Les périodes de fin d’année sont, traditionnellement, des périodes de bilans, de listes en tous genre et de rétrospectives. Et je ne vais pas déroger à la règle.
Ou plutôt, je vais mettre mes pas dans ceux de l’Observatoire Européen de l’Audiovisuel, qui a publié, le 14 décembre dernier, une “Analyse de la structure du box-office européen de 2010 à 2022”.
Evidemment, cette analyse est doublement intéressante pour sa vision à moyen terme de l’évolution du marché du cinéma, mais aussi parce qu’elle prend en compte la première année post-covid.
Enfin, elle met aussi en perspective les événements et polémiques de cette année 2023, entre la crise du blockbuster et les débats houleux autour de “l’exception culturelle française”.
Prudence sur les chiffres
Comme toujours, et encore plus lorsqu’il s’agit d’analyse chiffrées, quelques remarques s’imposent.
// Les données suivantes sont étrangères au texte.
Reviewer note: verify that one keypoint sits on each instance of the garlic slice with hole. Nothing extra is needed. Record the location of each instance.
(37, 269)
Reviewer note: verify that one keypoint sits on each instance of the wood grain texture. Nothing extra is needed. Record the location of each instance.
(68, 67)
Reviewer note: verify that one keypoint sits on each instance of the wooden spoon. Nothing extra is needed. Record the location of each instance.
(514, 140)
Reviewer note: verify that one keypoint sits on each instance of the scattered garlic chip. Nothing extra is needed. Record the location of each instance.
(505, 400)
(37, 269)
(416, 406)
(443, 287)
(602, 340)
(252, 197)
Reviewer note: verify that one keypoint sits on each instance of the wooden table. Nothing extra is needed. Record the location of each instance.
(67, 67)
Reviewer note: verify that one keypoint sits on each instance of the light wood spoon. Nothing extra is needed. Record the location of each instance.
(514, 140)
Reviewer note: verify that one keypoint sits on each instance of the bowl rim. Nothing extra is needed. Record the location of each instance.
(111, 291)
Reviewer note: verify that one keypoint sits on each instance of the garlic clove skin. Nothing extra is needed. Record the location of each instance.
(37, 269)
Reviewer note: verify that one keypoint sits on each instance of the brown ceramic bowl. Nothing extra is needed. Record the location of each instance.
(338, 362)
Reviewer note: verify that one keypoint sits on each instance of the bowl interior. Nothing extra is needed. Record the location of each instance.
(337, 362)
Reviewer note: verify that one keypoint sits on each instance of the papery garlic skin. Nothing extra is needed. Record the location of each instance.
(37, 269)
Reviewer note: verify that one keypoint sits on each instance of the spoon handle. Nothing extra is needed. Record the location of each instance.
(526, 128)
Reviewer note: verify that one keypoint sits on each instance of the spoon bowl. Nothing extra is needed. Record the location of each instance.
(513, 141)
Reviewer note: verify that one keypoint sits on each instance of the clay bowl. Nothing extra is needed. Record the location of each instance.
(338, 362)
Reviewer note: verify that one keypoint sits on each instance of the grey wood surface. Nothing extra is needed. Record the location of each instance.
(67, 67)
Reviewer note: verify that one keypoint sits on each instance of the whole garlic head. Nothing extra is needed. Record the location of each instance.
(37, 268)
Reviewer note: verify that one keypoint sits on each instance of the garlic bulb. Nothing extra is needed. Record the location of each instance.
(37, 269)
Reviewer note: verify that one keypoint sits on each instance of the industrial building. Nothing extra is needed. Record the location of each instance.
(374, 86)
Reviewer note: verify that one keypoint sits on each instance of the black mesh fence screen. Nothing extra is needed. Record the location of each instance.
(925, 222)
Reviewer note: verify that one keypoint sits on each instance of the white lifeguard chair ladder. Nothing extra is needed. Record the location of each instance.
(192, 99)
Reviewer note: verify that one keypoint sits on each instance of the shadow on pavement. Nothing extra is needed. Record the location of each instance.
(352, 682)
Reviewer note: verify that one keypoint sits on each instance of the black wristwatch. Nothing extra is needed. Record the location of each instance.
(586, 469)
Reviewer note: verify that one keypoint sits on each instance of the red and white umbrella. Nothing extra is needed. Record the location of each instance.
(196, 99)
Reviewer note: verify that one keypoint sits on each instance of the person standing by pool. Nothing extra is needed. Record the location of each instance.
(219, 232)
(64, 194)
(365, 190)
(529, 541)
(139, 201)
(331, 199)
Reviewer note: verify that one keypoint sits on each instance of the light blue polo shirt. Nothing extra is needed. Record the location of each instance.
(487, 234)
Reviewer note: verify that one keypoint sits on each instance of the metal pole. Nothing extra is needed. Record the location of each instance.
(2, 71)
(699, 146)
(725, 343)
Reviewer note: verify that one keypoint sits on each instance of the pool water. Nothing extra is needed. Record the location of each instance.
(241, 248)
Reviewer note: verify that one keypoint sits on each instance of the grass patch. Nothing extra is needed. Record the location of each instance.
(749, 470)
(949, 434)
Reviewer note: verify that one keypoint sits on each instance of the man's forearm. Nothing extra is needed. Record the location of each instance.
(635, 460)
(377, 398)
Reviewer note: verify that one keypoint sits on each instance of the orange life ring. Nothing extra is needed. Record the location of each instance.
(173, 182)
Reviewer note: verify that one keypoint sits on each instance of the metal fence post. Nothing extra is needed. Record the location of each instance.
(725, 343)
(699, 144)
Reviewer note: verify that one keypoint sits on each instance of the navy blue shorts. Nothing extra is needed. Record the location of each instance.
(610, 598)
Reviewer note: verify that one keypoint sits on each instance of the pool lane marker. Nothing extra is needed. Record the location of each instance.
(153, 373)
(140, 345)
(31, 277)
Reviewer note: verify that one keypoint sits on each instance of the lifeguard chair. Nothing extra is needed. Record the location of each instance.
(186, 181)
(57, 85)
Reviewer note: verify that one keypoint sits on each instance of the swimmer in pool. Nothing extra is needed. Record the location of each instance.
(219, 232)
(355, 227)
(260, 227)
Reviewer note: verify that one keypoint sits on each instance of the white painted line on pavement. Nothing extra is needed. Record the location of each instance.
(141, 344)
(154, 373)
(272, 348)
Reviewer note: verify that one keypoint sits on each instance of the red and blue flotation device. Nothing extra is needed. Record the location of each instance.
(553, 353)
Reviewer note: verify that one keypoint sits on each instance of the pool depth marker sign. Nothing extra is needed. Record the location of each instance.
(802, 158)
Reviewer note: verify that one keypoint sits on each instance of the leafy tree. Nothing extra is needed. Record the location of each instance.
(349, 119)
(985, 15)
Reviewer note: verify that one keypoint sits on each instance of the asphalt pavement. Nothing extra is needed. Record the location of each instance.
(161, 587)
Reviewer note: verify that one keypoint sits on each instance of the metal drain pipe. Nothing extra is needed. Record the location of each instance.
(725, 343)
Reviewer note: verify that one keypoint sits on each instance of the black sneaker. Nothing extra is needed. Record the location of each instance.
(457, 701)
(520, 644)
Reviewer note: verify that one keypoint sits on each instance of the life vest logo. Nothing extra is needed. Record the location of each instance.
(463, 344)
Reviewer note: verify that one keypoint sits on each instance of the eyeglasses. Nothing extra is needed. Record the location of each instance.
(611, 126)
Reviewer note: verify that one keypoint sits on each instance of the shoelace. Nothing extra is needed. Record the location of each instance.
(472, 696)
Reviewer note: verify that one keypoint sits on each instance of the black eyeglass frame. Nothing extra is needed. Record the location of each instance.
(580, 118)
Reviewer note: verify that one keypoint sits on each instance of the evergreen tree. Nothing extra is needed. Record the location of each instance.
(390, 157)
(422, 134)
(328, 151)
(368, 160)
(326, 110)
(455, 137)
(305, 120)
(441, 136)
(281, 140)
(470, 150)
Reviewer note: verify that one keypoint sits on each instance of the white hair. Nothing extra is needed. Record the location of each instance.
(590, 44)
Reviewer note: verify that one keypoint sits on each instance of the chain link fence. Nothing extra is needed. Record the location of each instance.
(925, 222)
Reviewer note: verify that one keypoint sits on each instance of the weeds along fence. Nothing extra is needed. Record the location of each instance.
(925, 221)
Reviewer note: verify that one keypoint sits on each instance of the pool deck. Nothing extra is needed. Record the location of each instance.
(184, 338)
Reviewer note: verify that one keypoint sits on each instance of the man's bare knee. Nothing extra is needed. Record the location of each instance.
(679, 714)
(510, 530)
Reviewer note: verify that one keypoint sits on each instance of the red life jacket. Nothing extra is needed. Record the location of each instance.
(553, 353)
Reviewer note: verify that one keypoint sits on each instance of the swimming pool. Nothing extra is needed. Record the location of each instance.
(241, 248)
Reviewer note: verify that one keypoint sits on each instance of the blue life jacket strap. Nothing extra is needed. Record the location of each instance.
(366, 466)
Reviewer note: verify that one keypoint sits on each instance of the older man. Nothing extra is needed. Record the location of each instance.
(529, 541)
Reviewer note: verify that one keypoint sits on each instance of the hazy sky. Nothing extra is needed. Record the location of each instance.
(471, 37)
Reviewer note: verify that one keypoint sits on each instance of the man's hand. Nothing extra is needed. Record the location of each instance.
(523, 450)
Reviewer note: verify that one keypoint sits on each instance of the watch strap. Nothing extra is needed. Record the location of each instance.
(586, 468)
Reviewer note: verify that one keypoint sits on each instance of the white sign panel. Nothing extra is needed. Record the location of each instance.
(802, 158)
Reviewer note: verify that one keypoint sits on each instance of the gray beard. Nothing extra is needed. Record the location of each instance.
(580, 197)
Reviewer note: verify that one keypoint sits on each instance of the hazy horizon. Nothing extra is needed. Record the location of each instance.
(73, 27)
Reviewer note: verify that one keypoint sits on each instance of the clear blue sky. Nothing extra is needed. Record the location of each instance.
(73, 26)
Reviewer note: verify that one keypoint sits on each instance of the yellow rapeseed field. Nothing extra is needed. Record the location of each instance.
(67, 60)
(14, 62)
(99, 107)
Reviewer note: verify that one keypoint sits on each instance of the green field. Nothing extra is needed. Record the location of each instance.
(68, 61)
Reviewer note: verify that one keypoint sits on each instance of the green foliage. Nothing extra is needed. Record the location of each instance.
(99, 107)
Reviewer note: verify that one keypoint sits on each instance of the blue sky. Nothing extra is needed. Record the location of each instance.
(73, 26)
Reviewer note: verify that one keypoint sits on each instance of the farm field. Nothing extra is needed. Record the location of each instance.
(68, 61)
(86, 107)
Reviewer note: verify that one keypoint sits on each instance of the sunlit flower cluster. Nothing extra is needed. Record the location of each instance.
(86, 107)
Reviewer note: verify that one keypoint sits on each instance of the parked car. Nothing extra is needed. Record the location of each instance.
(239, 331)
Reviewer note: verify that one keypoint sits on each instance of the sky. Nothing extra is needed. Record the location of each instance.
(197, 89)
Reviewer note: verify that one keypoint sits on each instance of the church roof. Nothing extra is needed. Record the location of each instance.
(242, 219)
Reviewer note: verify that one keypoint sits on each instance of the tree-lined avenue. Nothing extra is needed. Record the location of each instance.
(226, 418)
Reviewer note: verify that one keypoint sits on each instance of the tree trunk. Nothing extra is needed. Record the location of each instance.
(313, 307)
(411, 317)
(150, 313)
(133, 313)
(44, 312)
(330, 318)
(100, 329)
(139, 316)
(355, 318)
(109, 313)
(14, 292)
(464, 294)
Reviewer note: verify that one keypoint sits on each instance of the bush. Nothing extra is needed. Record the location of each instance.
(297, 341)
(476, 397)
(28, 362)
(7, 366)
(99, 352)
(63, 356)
Les données qui ont servi à cette étude proviennent de la base de données européenne Lumière. Celle-ci collecte tous les films, et leurs résultats en termes d’entrées dans 27 pays Européens, dont la Turquie. Et cela que ce soit pour des entrées classiques, ou des tickets vendus en festival ou par d’autres moyens. Cette base de données est certes impressionnante par son étendue, mais elle n’est pas exempte de biais.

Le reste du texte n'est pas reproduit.